KJG : Mon idée de départ était de faire quelque chose à propos des gisaeng. Comme pour les geishas, il ne s'agit pas que de plaisir. C'étaient de femmes qui recevaient une éducation, notamment musicale. Il y avait donc une école où ces femmes apprenaient leur métier, une sorte de lycée de jeunes filles. Ces femmes sont venues à Paris, lors de l'exposition universelle de 1900. Ce voyage en France devait être l'épilogue du film. Finalement ça va être le coeur de l'histoire. Je garde cette idée d'école de gisaeng pour faire peut-être un autre film... 

SSS : De l'exposition universelle de 1900, il ne reste plus guère que le Grand Palais. Comment allez-vous tourner votre film ? Allez-vous le tourner en Corée et avoir recours aux effets spéciaux ?  

KJG : Avec notre budget, il n'est pas possible de tourner en France. Il faut que nous trouvions une autre ville d'Europe qui soit moins chère.
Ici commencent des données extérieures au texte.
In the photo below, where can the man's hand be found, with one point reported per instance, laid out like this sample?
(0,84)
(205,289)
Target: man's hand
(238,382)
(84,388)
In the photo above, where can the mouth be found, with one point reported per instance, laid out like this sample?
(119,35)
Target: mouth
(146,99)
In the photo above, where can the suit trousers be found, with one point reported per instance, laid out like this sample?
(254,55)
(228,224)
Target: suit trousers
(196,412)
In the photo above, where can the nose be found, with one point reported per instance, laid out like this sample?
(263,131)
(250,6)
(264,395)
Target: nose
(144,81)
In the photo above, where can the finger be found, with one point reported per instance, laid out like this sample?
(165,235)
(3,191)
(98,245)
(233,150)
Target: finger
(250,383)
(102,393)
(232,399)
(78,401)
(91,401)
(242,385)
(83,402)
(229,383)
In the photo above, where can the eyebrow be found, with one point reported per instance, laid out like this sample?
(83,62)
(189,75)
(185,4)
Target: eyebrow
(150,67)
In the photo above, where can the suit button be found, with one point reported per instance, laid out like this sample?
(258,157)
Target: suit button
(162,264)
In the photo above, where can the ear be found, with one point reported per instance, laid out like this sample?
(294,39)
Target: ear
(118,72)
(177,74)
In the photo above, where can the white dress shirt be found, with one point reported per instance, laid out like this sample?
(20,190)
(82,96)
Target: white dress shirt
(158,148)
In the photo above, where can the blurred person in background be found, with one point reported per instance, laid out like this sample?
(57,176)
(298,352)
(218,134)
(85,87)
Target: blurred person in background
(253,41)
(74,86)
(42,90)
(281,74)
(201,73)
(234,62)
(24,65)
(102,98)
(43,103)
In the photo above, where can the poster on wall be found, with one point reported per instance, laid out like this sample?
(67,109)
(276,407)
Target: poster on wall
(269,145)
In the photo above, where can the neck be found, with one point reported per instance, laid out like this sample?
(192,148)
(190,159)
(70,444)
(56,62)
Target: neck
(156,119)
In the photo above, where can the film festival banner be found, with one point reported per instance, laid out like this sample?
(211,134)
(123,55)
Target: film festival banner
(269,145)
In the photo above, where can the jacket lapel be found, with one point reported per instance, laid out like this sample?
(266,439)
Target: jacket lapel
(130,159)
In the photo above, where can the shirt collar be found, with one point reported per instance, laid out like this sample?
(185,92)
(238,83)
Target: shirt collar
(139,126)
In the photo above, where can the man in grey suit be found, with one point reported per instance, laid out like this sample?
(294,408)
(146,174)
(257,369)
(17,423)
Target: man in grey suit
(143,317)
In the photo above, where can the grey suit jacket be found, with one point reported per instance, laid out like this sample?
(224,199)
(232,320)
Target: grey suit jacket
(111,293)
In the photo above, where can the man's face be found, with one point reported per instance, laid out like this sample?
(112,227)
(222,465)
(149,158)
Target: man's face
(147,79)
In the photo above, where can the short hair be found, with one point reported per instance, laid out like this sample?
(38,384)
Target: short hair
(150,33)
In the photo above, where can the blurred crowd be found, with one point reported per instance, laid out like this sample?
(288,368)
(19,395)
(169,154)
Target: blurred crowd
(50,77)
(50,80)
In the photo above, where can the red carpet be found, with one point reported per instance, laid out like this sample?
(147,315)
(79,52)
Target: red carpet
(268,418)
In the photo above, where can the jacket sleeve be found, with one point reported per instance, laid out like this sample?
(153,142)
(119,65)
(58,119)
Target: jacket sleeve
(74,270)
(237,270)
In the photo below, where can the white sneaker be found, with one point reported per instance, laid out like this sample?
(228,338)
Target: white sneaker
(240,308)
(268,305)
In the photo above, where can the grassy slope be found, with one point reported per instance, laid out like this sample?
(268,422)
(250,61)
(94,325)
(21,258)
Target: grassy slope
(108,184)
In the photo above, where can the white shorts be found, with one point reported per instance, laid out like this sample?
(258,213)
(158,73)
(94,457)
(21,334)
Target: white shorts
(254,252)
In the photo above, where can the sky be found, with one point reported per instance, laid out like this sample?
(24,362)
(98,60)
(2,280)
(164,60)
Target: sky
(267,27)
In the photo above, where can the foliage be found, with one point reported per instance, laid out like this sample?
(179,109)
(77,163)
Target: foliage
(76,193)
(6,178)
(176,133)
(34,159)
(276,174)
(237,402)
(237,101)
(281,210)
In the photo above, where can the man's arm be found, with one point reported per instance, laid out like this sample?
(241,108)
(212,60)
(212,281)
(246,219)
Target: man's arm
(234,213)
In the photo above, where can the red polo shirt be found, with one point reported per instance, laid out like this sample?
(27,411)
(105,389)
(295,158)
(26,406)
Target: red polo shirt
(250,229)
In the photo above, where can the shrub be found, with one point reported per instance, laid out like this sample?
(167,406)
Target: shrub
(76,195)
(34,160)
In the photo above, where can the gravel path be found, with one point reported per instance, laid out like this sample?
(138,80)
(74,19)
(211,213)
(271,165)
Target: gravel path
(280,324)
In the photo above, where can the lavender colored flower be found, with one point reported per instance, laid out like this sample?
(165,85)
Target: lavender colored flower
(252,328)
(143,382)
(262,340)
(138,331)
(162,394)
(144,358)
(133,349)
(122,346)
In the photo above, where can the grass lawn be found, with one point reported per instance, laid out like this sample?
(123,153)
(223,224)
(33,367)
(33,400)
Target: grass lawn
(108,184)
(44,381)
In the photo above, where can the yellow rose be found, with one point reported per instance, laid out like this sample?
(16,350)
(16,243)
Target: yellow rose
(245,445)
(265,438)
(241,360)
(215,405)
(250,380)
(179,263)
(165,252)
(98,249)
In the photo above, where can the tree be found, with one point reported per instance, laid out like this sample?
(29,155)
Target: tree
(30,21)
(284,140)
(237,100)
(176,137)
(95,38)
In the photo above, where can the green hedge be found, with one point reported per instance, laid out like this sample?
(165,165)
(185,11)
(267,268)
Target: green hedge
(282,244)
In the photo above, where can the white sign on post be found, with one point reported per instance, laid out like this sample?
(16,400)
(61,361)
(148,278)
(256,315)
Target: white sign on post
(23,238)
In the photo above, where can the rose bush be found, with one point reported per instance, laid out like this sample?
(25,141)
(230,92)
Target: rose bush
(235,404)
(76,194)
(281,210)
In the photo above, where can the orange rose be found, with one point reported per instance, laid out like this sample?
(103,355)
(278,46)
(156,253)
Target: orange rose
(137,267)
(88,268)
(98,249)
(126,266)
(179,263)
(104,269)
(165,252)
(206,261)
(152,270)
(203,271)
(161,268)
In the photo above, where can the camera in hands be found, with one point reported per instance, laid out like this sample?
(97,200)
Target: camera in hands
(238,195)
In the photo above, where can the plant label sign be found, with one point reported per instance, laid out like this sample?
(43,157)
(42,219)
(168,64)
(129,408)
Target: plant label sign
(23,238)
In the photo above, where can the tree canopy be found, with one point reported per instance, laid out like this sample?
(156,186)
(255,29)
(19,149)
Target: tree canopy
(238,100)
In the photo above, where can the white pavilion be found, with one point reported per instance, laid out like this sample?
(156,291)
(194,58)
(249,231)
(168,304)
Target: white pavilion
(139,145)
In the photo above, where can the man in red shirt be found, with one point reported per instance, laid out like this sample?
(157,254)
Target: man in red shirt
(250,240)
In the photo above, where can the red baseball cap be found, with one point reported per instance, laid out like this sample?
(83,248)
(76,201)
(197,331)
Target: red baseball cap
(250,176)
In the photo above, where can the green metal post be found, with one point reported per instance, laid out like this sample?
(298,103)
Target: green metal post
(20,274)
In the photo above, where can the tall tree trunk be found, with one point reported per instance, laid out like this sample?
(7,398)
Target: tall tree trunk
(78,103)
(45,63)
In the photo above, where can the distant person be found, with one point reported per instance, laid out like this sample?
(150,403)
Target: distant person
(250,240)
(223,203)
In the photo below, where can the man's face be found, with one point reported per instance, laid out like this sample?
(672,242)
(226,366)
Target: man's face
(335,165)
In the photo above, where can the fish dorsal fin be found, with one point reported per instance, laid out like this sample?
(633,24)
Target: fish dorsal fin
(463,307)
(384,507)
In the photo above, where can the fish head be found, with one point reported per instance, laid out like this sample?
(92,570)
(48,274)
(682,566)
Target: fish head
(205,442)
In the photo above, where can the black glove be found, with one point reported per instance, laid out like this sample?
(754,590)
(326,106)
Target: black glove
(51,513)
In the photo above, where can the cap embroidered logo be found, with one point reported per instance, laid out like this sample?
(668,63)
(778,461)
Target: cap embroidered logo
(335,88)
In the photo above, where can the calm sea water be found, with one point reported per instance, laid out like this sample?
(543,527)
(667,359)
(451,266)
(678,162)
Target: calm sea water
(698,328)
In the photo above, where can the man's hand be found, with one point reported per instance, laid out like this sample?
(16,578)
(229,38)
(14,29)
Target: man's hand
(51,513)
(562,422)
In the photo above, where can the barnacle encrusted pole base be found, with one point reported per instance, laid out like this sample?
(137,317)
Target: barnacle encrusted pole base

Il s'est passé la même chose avec My Way : pour la partie en Normandie, nous avions envisagé l'Irlande, mais ça aurait fait tripler le budget du film, on a donc tourné en Europe de l'est.  

SSS : Monsieur Kang Je-Gyu, nous vous remercions du fond du coeur pour le temps que vous avez bien voulu nous accorder pour répondre à nos questions.  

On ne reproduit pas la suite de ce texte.